I still can’t quite believe the technically dazzling, utterly boring meal I had at Mauro Colagreco in the OWO somehow cost almost £300 a head
If that represented the soaring apex of how good things could be then there were regular crushing reminders of just how bad they could get. Notting Hill’s Empire Empire (W11, empire-empire.restaurant) promised exuberant, disco-adjacent Indian and instead proffered a perplexing square dance of knackered pakoras, dismal seekh kebabs and bang average curries; Bromley’s Dorothy & Marshall (BR1, dorothyandmarshall.co.uk) had put so much energy into its grand, converted courthouse interior and natty, personalised server jackets that it seemed to forget that the food (disintegrating burgers, beslimed “winter salads”, truffle chips reinvented as a kind of nerve warfare) was seriously lacking; Ken’s (EC1R, quitegood.uk) in Exmouth Market, where it was mostly staff decanting crisps onto plates and pan con tomate mystifyingly presented on what appeared to be discarded toast crusts, felt like the nadir of that loosey-goosey wine bar style where many of the challenging, worthwhile bits of creating a restaurant have been designed out of the experience. Oh, and I waited a very long time amid the queuing TikTok hordes at Supernova (W1F, supernovaburger.com) for a decent, McDonald’s-ish smashburger, criminally oversalted fries and a rubbish sundae.
I suppose, to return to that idea of price-creep and a resultant aversion to risk, this year perhaps brought a sharper appreciation of value. Even those, like David Ellis, who raved about the grown-up, sexy classicism of 64 Goodge Street (W1T, 64goodgestreet.co.uk) — justifiably, I imagine, though it’s a glaring omission among my visits this year — winced at the expense.

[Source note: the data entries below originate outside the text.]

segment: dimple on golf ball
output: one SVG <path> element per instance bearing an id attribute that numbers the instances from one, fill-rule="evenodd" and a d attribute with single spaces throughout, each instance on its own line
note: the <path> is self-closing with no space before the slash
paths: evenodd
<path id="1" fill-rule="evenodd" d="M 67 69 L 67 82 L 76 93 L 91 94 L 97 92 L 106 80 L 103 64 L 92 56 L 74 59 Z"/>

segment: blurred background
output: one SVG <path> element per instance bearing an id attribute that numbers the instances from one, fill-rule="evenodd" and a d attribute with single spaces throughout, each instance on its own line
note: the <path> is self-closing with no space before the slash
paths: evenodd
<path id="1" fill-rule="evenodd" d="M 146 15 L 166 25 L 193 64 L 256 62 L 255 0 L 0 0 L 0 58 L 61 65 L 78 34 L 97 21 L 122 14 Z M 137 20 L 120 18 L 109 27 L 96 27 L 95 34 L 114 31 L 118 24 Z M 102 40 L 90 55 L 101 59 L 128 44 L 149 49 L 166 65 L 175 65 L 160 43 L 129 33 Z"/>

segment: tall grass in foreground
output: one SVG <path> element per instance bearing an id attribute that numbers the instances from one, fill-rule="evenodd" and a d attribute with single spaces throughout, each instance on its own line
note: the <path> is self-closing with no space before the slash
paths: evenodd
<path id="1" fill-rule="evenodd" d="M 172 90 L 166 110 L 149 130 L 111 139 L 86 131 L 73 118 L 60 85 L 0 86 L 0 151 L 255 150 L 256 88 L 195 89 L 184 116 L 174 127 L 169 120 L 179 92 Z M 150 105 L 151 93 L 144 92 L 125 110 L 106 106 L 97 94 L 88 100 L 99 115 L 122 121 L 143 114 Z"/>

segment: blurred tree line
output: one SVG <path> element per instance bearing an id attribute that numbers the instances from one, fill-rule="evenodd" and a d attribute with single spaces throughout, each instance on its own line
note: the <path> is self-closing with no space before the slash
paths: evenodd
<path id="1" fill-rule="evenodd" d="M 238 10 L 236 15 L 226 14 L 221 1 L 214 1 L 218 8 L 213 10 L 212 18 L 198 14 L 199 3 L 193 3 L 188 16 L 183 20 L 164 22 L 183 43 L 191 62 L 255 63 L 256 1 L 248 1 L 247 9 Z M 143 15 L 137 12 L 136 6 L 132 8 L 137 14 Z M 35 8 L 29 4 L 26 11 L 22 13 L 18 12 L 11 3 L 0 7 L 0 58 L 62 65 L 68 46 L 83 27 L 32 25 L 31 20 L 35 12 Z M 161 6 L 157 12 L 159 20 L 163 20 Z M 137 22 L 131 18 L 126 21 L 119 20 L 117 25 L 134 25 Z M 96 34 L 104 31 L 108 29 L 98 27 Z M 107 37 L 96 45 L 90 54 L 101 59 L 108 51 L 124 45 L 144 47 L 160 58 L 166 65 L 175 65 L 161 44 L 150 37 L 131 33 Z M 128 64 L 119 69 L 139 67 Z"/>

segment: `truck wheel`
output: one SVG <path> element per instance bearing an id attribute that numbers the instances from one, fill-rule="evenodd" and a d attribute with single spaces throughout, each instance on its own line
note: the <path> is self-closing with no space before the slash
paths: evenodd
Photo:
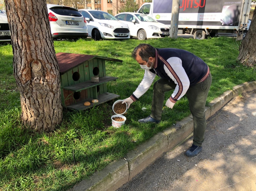
<path id="1" fill-rule="evenodd" d="M 146 31 L 143 29 L 139 30 L 138 32 L 137 37 L 139 40 L 145 40 L 147 39 Z"/>
<path id="2" fill-rule="evenodd" d="M 206 33 L 202 30 L 198 30 L 194 34 L 194 39 L 198 40 L 202 40 L 206 38 Z"/>
<path id="3" fill-rule="evenodd" d="M 99 40 L 101 38 L 101 34 L 100 31 L 98 29 L 94 30 L 94 40 Z"/>

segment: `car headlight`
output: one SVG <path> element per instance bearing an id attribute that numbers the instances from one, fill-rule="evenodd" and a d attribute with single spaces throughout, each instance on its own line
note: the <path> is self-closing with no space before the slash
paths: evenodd
<path id="1" fill-rule="evenodd" d="M 151 28 L 151 29 L 154 29 L 155 30 L 159 30 L 159 28 L 157 26 L 154 26 L 154 25 L 150 25 L 148 26 L 148 27 L 150 28 Z"/>
<path id="2" fill-rule="evenodd" d="M 111 28 L 114 28 L 114 27 L 111 26 L 110 25 L 109 25 L 108 24 L 107 24 L 105 23 L 100 23 L 99 22 L 99 23 L 100 25 L 101 26 L 105 26 L 106 27 Z"/>

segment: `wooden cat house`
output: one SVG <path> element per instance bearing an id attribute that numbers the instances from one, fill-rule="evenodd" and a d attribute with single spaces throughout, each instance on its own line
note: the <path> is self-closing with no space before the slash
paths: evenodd
<path id="1" fill-rule="evenodd" d="M 120 96 L 108 92 L 107 83 L 118 78 L 107 76 L 105 61 L 122 61 L 98 56 L 60 52 L 56 54 L 60 68 L 61 100 L 64 107 L 82 110 L 113 100 Z M 98 76 L 93 83 L 92 77 Z M 98 102 L 93 104 L 94 99 Z M 86 101 L 91 105 L 86 106 Z"/>

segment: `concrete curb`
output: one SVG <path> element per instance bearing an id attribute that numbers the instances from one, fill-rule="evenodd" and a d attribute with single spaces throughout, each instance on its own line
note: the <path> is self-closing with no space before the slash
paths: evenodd
<path id="1" fill-rule="evenodd" d="M 206 119 L 213 115 L 232 98 L 242 93 L 256 90 L 256 81 L 234 86 L 209 103 L 206 107 Z M 191 136 L 193 130 L 192 115 L 158 133 L 131 151 L 121 159 L 96 172 L 90 179 L 82 181 L 70 191 L 114 191 L 132 178 L 163 154 L 173 149 Z"/>

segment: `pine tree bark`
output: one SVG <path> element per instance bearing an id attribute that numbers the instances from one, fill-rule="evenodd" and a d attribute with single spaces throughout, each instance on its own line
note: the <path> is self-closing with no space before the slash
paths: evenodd
<path id="1" fill-rule="evenodd" d="M 244 65 L 256 67 L 256 9 L 249 30 L 240 45 L 238 59 Z"/>
<path id="2" fill-rule="evenodd" d="M 46 0 L 5 1 L 21 120 L 35 131 L 52 131 L 62 121 L 62 112 L 59 69 Z"/>

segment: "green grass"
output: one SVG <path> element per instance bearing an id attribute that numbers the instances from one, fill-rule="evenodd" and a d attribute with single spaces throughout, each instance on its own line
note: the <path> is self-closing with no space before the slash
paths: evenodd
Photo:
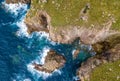
<path id="1" fill-rule="evenodd" d="M 112 69 L 111 71 L 109 69 Z M 117 79 L 119 77 L 119 79 Z M 90 81 L 120 81 L 120 60 L 95 68 Z"/>
<path id="2" fill-rule="evenodd" d="M 32 0 L 32 8 L 28 17 L 33 17 L 37 10 L 45 10 L 50 15 L 54 27 L 66 25 L 79 25 L 89 27 L 91 24 L 101 25 L 107 22 L 111 14 L 116 23 L 113 29 L 120 30 L 120 0 L 48 0 L 47 3 L 39 3 L 40 0 Z M 53 4 L 52 1 L 55 1 Z M 80 11 L 90 3 L 88 22 L 80 20 Z M 60 5 L 57 8 L 57 5 Z M 102 16 L 104 14 L 104 17 Z M 78 21 L 76 21 L 79 19 Z"/>

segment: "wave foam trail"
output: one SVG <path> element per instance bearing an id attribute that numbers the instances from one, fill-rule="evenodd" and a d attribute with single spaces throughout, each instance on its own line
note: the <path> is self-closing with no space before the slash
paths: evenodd
<path id="1" fill-rule="evenodd" d="M 28 5 L 23 3 L 7 4 L 6 2 L 2 2 L 1 7 L 4 8 L 6 12 L 14 14 L 14 16 L 18 16 L 21 13 L 24 13 L 25 11 L 27 11 L 28 9 Z"/>
<path id="2" fill-rule="evenodd" d="M 50 73 L 45 73 L 42 71 L 35 70 L 34 66 L 32 64 L 28 64 L 27 68 L 28 68 L 28 71 L 30 71 L 32 73 L 35 80 L 38 80 L 40 77 L 42 77 L 43 79 L 46 79 L 47 77 L 51 76 Z"/>

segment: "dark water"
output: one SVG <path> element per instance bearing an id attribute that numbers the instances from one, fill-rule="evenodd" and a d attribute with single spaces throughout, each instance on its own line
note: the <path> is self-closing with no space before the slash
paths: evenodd
<path id="1" fill-rule="evenodd" d="M 6 6 L 5 3 L 0 3 L 0 81 L 75 81 L 76 70 L 81 62 L 92 54 L 91 47 L 79 44 L 78 41 L 58 44 L 52 42 L 44 32 L 27 35 L 22 20 L 28 8 L 29 5 Z M 76 46 L 81 51 L 73 59 L 72 52 Z M 64 67 L 48 76 L 48 73 L 34 70 L 31 63 L 42 63 L 42 58 L 49 49 L 64 55 L 67 61 Z"/>

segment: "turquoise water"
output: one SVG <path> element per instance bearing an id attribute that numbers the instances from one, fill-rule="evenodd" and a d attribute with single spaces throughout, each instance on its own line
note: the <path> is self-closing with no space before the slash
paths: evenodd
<path id="1" fill-rule="evenodd" d="M 2 1 L 1 1 L 2 2 Z M 60 44 L 49 39 L 44 32 L 28 35 L 24 17 L 30 5 L 0 2 L 0 81 L 75 81 L 80 64 L 91 57 L 90 45 Z M 76 59 L 73 51 L 81 49 Z M 50 49 L 64 55 L 66 63 L 52 74 L 33 69 L 32 62 L 44 63 Z"/>

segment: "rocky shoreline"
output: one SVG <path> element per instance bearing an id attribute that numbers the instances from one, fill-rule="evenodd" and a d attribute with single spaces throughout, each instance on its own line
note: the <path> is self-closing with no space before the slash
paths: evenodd
<path id="1" fill-rule="evenodd" d="M 33 66 L 38 71 L 52 73 L 56 69 L 64 66 L 65 62 L 66 59 L 64 56 L 57 54 L 54 50 L 50 50 L 48 55 L 45 57 L 45 64 L 40 65 L 33 63 Z"/>
<path id="2" fill-rule="evenodd" d="M 7 3 L 15 3 L 13 0 L 6 0 Z M 17 0 L 17 2 L 30 3 L 31 0 Z M 29 13 L 29 12 L 28 12 Z M 90 80 L 90 74 L 95 67 L 107 62 L 114 62 L 120 59 L 120 32 L 111 30 L 112 20 L 105 23 L 103 28 L 86 28 L 78 26 L 65 26 L 64 28 L 58 27 L 55 30 L 51 25 L 50 16 L 47 12 L 39 10 L 37 14 L 31 19 L 26 18 L 25 23 L 28 26 L 28 33 L 34 31 L 49 32 L 50 38 L 53 41 L 60 43 L 71 43 L 76 38 L 80 37 L 80 40 L 85 44 L 92 44 L 96 51 L 96 56 L 89 58 L 86 62 L 83 62 L 78 69 L 78 76 L 81 81 Z M 73 33 L 74 32 L 74 33 Z M 76 51 L 77 54 L 77 51 Z M 54 59 L 51 58 L 54 57 Z M 57 59 L 61 60 L 61 63 L 57 62 Z M 48 61 L 49 60 L 49 61 Z M 54 63 L 56 66 L 48 68 Z M 39 71 L 45 71 L 48 73 L 53 72 L 55 69 L 64 65 L 65 59 L 62 56 L 57 55 L 54 51 L 48 54 L 46 57 L 45 65 L 33 64 L 35 69 Z"/>

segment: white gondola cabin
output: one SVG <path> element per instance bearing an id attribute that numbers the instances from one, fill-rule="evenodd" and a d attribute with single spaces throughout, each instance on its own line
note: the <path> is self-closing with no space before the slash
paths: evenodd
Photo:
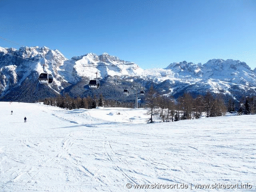
<path id="1" fill-rule="evenodd" d="M 52 74 L 48 73 L 42 73 L 38 78 L 39 82 L 41 84 L 51 84 L 53 81 L 53 77 Z"/>
<path id="2" fill-rule="evenodd" d="M 100 81 L 97 79 L 90 80 L 89 82 L 89 87 L 90 89 L 98 89 L 100 87 Z"/>
<path id="3" fill-rule="evenodd" d="M 128 94 L 129 93 L 129 90 L 128 89 L 124 89 L 124 94 Z"/>

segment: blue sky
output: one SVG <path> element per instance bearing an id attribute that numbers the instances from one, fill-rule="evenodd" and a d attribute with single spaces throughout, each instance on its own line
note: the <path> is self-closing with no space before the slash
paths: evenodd
<path id="1" fill-rule="evenodd" d="M 68 58 L 107 52 L 144 69 L 222 58 L 254 69 L 256 1 L 1 0 L 0 36 Z"/>

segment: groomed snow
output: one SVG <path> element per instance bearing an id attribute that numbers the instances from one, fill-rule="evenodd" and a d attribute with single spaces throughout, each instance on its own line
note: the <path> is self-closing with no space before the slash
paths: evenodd
<path id="1" fill-rule="evenodd" d="M 255 115 L 148 124 L 145 109 L 0 108 L 1 192 L 256 190 Z M 195 189 L 241 183 L 252 188 Z"/>

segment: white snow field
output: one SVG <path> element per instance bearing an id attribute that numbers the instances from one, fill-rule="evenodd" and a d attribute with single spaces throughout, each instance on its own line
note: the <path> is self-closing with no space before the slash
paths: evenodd
<path id="1" fill-rule="evenodd" d="M 256 191 L 255 115 L 150 124 L 145 109 L 0 109 L 1 192 Z"/>

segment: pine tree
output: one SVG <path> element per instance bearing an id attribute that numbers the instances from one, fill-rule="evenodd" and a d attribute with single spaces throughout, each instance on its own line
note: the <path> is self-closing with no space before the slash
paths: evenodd
<path id="1" fill-rule="evenodd" d="M 250 108 L 250 105 L 249 104 L 249 100 L 248 98 L 246 98 L 245 104 L 244 104 L 244 113 L 246 115 L 248 115 L 251 113 L 251 109 Z"/>

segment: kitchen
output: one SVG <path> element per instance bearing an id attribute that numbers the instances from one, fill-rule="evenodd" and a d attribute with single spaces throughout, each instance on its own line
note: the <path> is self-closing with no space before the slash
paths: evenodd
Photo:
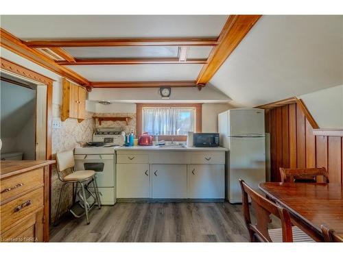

Star-garlanded Argentinean chef Mauro Colagreco (SW1A, raffles.com/london) opened his eponymous flagship at Raffles London at The OWO and I still can’t quite believe the technically dazzling, utterly boring meal I had there somehow cost almost £300 a head. I think what we have all been looking for across 2023 is something that hits that sweet spot between soul, surprise and justifiable outlay. It is there at The Devonshire (W1D, devonshiresoho.co.uk), where a recently introduced £29 set menu offers a counterpoint to the blow-out, platinum card-slinging experience that the majority of its boisterous, Guinness necking clientele are availing themselves of. And it is, of course, there in Brutto’s famed £5 Negroni: one of Norman’s last single acts of deft, pure restaurant making genius and further proof that, when it came to hospitality, he had an uncanny ability to see around corners; to soothe and to shock all at once.
Let’s hope that, though he will not be with us in 2024, London’s other restaurateurs carry that skill and that impulse forward. Tradition dictates that I will be talking to you about another pub dining room this time next year. My only wish is that tradition is chased by a shot of novelty, and that the comfort blanket of the familiar is backed by the necessary thrill of the unexpected.